Art. 1.179. O empresário e a sociedade empresária são obrigados a seguir um sistema de contabilidade, mecanizado ou não, com base na escrituração uniforme de seus livros, em correspondência com a documentação respectiva, e a levantar anualmente o balanço patrimonial e o de resultado econômico.
§2o É dispensado das exigências deste artigo o pequeno empresário a que se refere o art. 970.
Certo é que para os pequenos empresários, o § 2º do art. 1.179 do Código Civil prevê a dispensa de cumprimento do caput supracitado.
Para essa situação, a nossa legislação utilizou regra subsidiária na qual determina que, diante da ausência de demonstrativos contábeis válidos ou do patrimônio líquido negativo, o Fisco arbitrará como base de cálculo do ITCMD o valor nominal do capital social que pode ser extraído do contrato social, conforme a alínea “a” do Item 11.2.2 do Anexo X da Instrução Normativa SEF nº 18/2013.
11.2.2 - relativamente a ações, cotas, participações ou quaisquer títulos representativos do capital social não enquadrados no item 11.2.1:
(...)
b) na hipótese de entidades dispensadas da elaboração de Balanço Patrimonial, nos termos da legislação federal, ou quando o patrimônio líquido indicar valor negativo,será considerado, para fins de base de cálculo do imposto, o valor nominal das ações, cotas, participações ou quaisquer títulos representativos de capital social
Ressalta-se que o arbitramento tem respaldo no art. 148 do Código Tributário Nacional, desde que seja estabelecido o devido processo legal para que oportunize ao contribuinte o seu direito de demonstrar, com provas válidas, o real valor patrimônio do bem adquirido.

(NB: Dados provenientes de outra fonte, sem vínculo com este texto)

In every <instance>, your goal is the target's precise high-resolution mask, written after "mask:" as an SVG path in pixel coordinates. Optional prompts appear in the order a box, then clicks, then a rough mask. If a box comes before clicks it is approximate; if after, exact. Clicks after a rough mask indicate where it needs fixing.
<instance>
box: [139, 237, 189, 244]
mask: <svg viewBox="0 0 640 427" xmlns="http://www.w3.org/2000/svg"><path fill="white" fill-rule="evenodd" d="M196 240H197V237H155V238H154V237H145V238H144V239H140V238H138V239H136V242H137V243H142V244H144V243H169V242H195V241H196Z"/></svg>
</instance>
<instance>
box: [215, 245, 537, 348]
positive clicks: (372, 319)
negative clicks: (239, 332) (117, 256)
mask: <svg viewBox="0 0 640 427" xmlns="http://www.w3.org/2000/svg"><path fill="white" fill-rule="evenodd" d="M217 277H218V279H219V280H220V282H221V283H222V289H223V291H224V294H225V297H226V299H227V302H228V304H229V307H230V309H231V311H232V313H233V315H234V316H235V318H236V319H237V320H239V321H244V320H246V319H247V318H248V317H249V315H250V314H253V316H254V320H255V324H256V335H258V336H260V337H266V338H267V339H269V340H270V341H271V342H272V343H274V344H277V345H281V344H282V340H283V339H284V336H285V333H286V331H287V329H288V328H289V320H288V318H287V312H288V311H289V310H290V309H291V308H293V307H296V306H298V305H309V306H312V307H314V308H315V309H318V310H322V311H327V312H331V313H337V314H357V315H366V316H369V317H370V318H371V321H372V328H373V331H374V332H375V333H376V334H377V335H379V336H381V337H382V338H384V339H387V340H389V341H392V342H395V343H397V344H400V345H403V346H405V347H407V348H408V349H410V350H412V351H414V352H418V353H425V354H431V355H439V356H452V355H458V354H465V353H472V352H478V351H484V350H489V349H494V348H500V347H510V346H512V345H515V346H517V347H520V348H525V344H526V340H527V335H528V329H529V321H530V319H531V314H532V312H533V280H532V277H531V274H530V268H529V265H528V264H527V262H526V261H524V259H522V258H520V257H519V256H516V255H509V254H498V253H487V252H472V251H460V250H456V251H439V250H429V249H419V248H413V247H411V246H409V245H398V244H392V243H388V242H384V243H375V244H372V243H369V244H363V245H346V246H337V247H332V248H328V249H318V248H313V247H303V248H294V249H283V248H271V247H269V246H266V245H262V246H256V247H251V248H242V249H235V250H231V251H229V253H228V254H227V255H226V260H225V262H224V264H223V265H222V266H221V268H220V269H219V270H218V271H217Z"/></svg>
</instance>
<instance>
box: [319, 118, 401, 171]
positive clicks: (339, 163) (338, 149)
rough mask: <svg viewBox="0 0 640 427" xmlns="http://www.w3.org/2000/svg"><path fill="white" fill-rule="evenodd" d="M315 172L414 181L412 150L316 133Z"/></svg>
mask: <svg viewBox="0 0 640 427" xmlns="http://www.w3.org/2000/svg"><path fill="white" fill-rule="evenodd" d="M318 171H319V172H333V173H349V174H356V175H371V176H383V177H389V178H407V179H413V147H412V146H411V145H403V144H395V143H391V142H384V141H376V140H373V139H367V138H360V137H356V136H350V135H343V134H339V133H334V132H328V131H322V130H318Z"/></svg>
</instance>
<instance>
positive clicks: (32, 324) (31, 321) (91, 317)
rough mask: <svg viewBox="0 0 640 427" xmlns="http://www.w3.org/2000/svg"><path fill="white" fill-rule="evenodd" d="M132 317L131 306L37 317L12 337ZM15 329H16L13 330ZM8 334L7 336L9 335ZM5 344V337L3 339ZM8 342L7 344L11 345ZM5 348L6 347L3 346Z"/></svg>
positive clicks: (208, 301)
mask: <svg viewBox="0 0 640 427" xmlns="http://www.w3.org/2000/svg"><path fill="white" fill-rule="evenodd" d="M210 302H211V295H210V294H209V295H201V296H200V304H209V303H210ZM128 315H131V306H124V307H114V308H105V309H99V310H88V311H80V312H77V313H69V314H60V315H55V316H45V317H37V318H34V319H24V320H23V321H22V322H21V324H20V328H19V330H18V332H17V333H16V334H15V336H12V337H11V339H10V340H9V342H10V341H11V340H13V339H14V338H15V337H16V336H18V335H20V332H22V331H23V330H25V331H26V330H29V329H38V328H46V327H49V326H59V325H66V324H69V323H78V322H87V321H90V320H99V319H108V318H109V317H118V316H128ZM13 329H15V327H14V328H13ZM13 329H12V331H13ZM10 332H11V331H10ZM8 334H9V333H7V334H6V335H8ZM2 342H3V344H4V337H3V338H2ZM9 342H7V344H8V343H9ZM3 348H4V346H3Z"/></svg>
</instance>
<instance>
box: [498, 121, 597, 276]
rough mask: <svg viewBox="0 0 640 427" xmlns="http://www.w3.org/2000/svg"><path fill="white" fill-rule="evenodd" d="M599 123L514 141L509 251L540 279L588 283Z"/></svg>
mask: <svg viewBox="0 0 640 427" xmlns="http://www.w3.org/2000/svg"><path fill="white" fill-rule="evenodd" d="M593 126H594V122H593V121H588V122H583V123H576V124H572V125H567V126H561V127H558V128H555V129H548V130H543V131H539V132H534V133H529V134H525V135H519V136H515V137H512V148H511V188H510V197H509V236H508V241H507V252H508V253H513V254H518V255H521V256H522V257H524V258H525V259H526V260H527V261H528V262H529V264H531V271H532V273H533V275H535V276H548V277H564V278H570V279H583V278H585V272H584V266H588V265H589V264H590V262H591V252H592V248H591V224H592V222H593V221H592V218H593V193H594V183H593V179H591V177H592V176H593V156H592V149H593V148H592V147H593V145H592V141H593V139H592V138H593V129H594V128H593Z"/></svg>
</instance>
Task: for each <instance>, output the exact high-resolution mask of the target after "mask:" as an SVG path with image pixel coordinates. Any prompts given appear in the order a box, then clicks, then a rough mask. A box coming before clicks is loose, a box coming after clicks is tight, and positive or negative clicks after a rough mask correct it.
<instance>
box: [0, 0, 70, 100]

Art. 148. Quando o cálculo do tributo tenha por base, ou tome em consideração, o valor ou o preço de bens, direitos, serviços ou atos jurídicos, a autoridade lançadora, mediante processo regular, arbitrará aquele valor ou preço, sempre que sejam omissos ou não mereçam fé as declarações ou os esclarecimentos prestados, ou os documentos expedidos pelo sujeito passivo ou pelo terceiro legalmente obrigado, ressalvada, em caso de contestação, avaliação contraditória, administrativa ou judicial.
Conclusão:
Do exposto, entende-se que a base de cálculo do ITCMD para quotas ou ações, não negociadas na Bolsa de Valores, será:
a. preferencialmente, o valor de mercado, próximo a data do fato gerador, das quotas ou ações extraído do balanço de determinação;
b. em segundo momento, diante da inviabilidade do método anterior, o patrimônio líquido refletido nos relatórios contábeis vertidos dos requisitos intrínsecos e extrínsecos;
c. de forma residual, nos casos da não apresentação dos relatórios contábeis válidos ou do patrimônio liquido negativo, o valor nominal do capital social extraído do contrato social.
Ao Superintendente de Tributação para análise.
Gerência de Tributação, em Maceió/AL, 16 de novembro de 2021.
Jacque Damasceno Pereira Júnior
Gerente de Tributação
[1] Art. 1.784. Aberta a sucessão, a herança transmite-se, desde logo, aos herdeiros legítimos e testamentários
[2] HARADA, Kiyoshi. Valor Venal. Prevalência do Conceito Legal. Portal Jurídico Investidura, Florianópolis/SC, 28 Jun. 2009. Disponível em: www.investidura.com.br/biblioteca-juridica/artigos/direito-civil/3757-valor-venal-prevalencia-do-conceito-legal.